Saleem was silent for so long that I opened one of my eyes and peeped out at her to check that she was still there. She was there. The air was bare with glare and stare. She was there.

‘And you dare to tell me,’ she gurgled, finding her voice, at last, locating it in the guttural regions of her lower throat, ‘and you dare to suggest to me that I wouldn’t sacrifice everything for something that I loved?’

‘That’s not what I was saying at all.’

‘You dare to suggest that?’

Suddenly fearful, I said, ‘It’s a question of caring too much, not too little, that’s what I’m saying. It’s all right if someone else destroys the one thing you love most in the world but its a terrible thing if you destroy it yourself. No feeling could be worse than that.’

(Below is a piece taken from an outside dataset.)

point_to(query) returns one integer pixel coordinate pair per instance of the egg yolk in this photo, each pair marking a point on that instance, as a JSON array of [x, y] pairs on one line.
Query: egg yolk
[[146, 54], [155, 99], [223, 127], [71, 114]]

‘You’re wrong.’ Saleem was still gurgling. ‘You’re wrong, Phil. What you can’t see is that it’s better to destroy the thing you love than to have it snatched away from you. I’ve learned that lesson and Doug’s learned that lesson. Even Nancy’s learned it. But not you. ‘

I shook my head. She ignored my shaking.

‘When they told me they were refurbishing the museum and turning it into a crèche and a café,’ she murmured, lethally, ‘when they told me they wouldn’t be needing a curator any more, I didn’t just walk away.’ I opened my eyes again. She grinned. ‘I didn’t just walk away. I lost my leg in that fire. And after the fire, no one could take away the books and the pictures and the papers. No one could take them away. And look where I locked them. .’ Saleem patted her left breast with her right hand. ‘My heart. And that’s a very tight, very dark, very secure place.’